The Du remote controls the Du box, not the TV doesn't it ?

Unless the Du box is the same brand as the Tv its not likely to work.


----------



## londonmandan (Jul 23, 2013)

There is a button under the no 7 that says TV and there is a light that at on the top left that says TV next to DU so I am guessing it has dual functionality like the Sky TV controllers


----------



## kmdxb (Jan 19, 2014)

twowheelsgood said:


> The Du remote controls the Du box, not the TV doesn't it ?
> 
> Unless the Du box is the same brand as the Tv its not likely to work.


You can do this sort of thing with the Sky remote, see Program your Sky remote to control your TV | Sky Help

Maybe there is something similar for the Du remote.


----------



## hado34 (Jun 12, 2013)

*du remote*

Just to confirm that your guess is right, it s working for me with a LG tv.
no idea how to setup it because it was my son of 9 months who first used the functionnality.


----------



## gordonfreeman (Apr 18, 2017)

From the Arris set top box manual: (I confirm that it works)
The DU universal remote can be programmed: Keep TV switched on.
1) Press the TV/DU button for around 3-4 seconds until the red TV led flashes twice.
2) Press 003 - the red led should flash twice again.
3) Lookup the 3-digit manufacturer code for your tv. Samsung: 243,LG: 184,Sony:232,Panasonic:223. Full list in arris stb manual. 
4) Red led should blink twice.
5) Keep power button pressed until TV turns off.
6) Press "OK" button to finish programming. 
Restart from step 1 if it fails anywhere in between or code does not work.


----------



## chloeeliabeth (May 24, 2021)

I have a Universal MX450 Universal remote control but stop working. I am unable to reboot it because the company only allow the professional license installer to run the software.

I am trying to find a new Universal Remote Control with macro function so I can control my Panasonic projector, NAD AV Receiver, the motorized projector screen, Apple TV, Oppo Blu-Ray Player. Any suggestions will be truly appreciated.


----------



## chloeeliabeth (May 24, 2021)

chloeeliabeth said:


> I have a Universal MX450 Universal remote control but stop working. I am unable to reboot it because the company only allows the professional license installer to run the software.
> 
> I am trying to find a new Universal Remote Control with a macro function so I can control my Panasonic projector, NAD AV Receiver, spectrum universal remote codes the motorized projector screen, Apple TV, Oppo Blu-Ray Player.
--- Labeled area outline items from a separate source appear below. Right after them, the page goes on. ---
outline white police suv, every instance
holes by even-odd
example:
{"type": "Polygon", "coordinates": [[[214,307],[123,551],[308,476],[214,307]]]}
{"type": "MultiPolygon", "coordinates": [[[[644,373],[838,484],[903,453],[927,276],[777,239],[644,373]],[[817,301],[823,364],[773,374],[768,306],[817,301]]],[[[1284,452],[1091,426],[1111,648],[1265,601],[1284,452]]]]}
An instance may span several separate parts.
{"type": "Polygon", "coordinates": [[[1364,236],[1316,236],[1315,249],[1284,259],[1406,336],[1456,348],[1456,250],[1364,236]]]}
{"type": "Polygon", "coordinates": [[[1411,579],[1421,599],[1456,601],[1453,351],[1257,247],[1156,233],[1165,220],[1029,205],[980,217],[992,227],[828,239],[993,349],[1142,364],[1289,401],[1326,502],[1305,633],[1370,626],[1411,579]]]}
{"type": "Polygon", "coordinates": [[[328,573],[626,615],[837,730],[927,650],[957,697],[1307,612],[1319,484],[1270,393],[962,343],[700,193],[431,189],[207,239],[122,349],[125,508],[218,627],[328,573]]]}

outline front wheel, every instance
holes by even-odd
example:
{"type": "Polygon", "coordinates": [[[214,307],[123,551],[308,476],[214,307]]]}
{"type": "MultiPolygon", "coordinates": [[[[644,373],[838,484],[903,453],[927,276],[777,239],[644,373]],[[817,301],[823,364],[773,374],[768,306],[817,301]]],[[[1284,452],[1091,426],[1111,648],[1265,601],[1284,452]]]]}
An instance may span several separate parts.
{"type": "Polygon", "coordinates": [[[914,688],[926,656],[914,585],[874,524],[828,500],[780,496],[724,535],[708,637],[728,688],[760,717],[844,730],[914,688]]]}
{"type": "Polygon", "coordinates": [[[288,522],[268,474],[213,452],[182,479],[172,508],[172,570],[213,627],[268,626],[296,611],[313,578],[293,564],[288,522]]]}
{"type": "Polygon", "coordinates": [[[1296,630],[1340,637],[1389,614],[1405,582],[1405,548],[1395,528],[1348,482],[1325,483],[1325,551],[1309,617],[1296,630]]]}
Any suggestions will be truly appreciated.


no response.


----------



## Stevesolar (Dec 21, 2012)

chloeeliabeth said:


> no response.


Out of interest - why would you expect a response?
This is a forum dedicated to people moving to live & work in another country - not answer technical questions about remote control units.
You would be better joining one of the many AV forums.


----------